Stop Foreclosure And Save Your Credit Score:
Do you want to know, need to know, how to stop foreclosure? Times are tough right now, especially for anyone that’s not a part of the 1%. While Wall Street and large companies have record profits, many homeowners are struggling to pay their mortgages and save their credit scores in the process. While there have been Short Sale Re programs put in place by the government, many people are still struggling to find relief from their mortgage payments and are suffering consequences to their credit that may affect their ability to purchase a home in the future.
In this article, you’ll learn everything you need to know about how to stop foreclosure and get relief from your mortgage payments and what you can do to save your credit if you’re in pre-foreclosure or if your house is being foreclosed on. You’ll also learn about forbearance, debt negotiation, and the process of getting out from under your distressed mortgage in ways that allow you the ability to purchase your home in the future with fewer hoops and more options. If all of this is too complicated for you, please do yourself a favor and contact us today for help with your pre-foreclosed or foreclosed home so we can help you with a short sale.
Understanding How To Stop Foreclosure and The Current Housing Market:
Getting relief from your mortgage and avoiding foreclosure can happen a number of different ways, and they’re all a little bit different…
Here are the 5 ways to stop foreclosure or get Short Sale Re:
- A Short Sale(the most recommended)
- Accept Foreclosure
- Refinance your home(depending on the loan-to-value ratio, your credit score, and other factors)

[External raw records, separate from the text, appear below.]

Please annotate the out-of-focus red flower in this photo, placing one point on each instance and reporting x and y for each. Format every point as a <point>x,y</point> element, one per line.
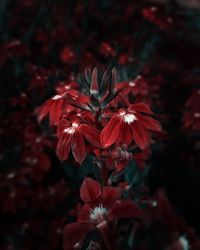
<point>107,50</point>
<point>102,206</point>
<point>73,135</point>
<point>137,86</point>
<point>191,120</point>
<point>130,125</point>
<point>67,55</point>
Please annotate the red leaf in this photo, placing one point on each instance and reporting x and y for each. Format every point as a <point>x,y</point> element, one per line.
<point>78,147</point>
<point>111,131</point>
<point>90,190</point>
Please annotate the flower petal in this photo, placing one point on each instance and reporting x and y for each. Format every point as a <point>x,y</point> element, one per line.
<point>125,135</point>
<point>44,110</point>
<point>140,135</point>
<point>149,122</point>
<point>90,190</point>
<point>91,134</point>
<point>110,195</point>
<point>111,131</point>
<point>63,146</point>
<point>78,147</point>
<point>141,107</point>
<point>125,209</point>
<point>55,111</point>
<point>75,233</point>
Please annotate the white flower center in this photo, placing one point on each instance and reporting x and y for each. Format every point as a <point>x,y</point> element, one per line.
<point>71,129</point>
<point>184,243</point>
<point>56,97</point>
<point>128,118</point>
<point>197,115</point>
<point>132,84</point>
<point>98,214</point>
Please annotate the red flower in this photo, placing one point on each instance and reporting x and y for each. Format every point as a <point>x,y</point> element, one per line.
<point>53,107</point>
<point>103,205</point>
<point>126,126</point>
<point>73,135</point>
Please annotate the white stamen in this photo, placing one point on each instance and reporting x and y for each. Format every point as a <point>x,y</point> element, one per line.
<point>128,118</point>
<point>71,129</point>
<point>56,97</point>
<point>184,242</point>
<point>98,213</point>
<point>132,84</point>
<point>197,115</point>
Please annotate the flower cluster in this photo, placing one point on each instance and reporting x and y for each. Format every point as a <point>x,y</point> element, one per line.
<point>92,178</point>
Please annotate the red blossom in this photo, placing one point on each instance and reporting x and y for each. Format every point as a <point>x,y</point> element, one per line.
<point>53,107</point>
<point>73,135</point>
<point>130,125</point>
<point>103,205</point>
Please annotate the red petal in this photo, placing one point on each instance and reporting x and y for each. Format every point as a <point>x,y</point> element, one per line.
<point>75,233</point>
<point>125,209</point>
<point>91,134</point>
<point>78,147</point>
<point>90,190</point>
<point>141,107</point>
<point>63,124</point>
<point>111,131</point>
<point>140,135</point>
<point>110,195</point>
<point>94,88</point>
<point>149,122</point>
<point>125,135</point>
<point>55,111</point>
<point>63,146</point>
<point>44,110</point>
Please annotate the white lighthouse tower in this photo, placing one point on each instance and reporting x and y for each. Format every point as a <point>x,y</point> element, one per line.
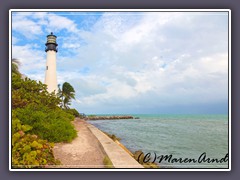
<point>51,73</point>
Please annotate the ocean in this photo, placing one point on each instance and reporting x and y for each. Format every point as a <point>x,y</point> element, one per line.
<point>184,137</point>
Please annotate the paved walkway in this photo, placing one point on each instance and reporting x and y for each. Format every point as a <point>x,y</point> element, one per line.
<point>85,151</point>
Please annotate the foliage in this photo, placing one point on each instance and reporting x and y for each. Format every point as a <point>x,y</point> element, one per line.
<point>29,151</point>
<point>74,112</point>
<point>53,126</point>
<point>66,94</point>
<point>107,162</point>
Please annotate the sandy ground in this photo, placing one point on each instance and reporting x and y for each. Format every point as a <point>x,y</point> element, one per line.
<point>83,152</point>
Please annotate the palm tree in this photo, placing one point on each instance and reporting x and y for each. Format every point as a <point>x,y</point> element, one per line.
<point>66,94</point>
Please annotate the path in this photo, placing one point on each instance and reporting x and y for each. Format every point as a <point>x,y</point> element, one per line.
<point>83,152</point>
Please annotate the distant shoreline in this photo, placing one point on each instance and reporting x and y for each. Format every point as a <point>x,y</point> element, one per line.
<point>109,117</point>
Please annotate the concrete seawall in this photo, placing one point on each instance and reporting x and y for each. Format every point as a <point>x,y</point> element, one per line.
<point>119,157</point>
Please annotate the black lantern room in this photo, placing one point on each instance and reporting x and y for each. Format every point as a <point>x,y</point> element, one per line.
<point>51,43</point>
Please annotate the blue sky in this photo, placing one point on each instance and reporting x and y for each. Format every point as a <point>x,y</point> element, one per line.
<point>131,62</point>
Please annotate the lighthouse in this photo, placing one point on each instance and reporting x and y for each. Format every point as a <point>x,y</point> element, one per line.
<point>51,72</point>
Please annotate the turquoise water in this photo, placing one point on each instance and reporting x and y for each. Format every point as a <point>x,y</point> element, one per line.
<point>182,136</point>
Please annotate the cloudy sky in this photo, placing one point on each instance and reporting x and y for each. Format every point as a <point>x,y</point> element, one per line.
<point>131,62</point>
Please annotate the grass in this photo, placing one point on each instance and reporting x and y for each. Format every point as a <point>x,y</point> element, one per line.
<point>107,162</point>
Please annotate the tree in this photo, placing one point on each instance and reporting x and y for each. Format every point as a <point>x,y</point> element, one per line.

- Deed-in-lieu of foreclosure
Additionally, given the impact of COVID on the housing market, FHFA has a list of resources for distressed homeowners looking for Short Sale Re. Many of these seem appealing but aren’t as beneficial as they sound… A forbearance is an option that FHFA and the CARES act have given any distressed homeowner during this crisis, so that is where we’ll start in the process of Short Sale Re.
1. Forbearance for Stopping Foreclosure:
A forbearance is a form of Short Sale Re that many homeowners have already taken if they’re struggling to pay their mortgage. While many have been laid off or furloughed, their mortgages still need to be paid, and if you’re reading this, it likely means that you are needing help with Short Sale Re. If you’ve called your lender and requested assistance, they likely gave you the option of forbearance. Most lenders are able to or required to assist homeowners through a form of Short Sale Re known as forbearance, but what is it?
What is A Forbearance?
Forbearance, in simple terms, is the postponement of mortgage payments for a set amount of time. Meaning if you can prove to your lender that you are under financial stress, you can stop paying your mortgage for a set amount of time. While this is appealing, most homeowners who go into forbearance end up going into foreclosure because they aren’t able to save up for the lump sum payment due once forbearance comes to an end.

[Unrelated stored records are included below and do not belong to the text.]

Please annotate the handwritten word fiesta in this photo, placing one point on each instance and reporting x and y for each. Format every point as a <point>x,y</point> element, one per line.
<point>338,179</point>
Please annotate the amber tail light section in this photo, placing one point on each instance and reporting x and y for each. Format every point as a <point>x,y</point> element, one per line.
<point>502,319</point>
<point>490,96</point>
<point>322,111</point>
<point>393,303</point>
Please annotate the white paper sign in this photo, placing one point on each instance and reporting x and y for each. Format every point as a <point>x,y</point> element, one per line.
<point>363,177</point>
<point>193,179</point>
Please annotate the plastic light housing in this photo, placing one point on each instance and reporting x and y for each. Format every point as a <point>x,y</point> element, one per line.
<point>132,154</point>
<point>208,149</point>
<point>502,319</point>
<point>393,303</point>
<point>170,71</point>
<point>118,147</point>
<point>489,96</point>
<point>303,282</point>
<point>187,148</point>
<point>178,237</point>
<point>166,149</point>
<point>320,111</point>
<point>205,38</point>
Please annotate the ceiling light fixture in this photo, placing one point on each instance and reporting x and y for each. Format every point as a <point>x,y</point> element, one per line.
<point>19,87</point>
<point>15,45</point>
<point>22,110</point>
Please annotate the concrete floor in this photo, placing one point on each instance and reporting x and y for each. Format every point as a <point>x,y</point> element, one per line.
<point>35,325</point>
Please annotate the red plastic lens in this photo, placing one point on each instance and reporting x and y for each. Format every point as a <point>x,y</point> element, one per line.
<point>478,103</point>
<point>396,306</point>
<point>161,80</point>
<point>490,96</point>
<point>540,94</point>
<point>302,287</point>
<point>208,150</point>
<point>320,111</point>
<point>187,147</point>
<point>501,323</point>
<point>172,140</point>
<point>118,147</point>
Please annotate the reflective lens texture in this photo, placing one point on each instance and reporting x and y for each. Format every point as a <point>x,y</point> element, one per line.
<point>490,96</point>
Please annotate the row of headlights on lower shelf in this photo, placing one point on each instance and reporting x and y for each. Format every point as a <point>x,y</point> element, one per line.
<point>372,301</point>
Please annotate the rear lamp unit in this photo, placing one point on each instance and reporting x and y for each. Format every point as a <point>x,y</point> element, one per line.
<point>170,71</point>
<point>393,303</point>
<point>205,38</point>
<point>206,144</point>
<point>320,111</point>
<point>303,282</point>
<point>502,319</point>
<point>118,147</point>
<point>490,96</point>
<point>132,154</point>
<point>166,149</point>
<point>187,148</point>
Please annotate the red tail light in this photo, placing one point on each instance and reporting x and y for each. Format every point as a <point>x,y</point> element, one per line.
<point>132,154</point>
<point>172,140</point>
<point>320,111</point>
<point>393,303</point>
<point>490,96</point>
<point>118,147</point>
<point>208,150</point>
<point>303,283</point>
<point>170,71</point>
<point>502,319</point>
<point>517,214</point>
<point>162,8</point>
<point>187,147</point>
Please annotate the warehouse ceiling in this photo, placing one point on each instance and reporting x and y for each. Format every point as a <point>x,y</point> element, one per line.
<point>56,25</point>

Yes, you read that right… Once forbearance comes to an end; generally, the sum of the missed payments is due. Meaning all of the money, the principal, and interest that you haven’t paid while in forbearance is often due after forbearance is up. So while it can give you temporary relief, it doesn’t often end up allowing you to get the relief you need because the payments are still due in their entirety. Currently, the CARES act is offering a type of forbearance that doesn’t allow lenders to require a lump sum payment once forbearance is up.
In most cases, pre-COVID-19 or unrelated to COVID-19, forbearance does not extend the timeline of your loan, and it does not allow you to truly “skip” any payments. It only serves as a temporary dampening to the distressed homeowner.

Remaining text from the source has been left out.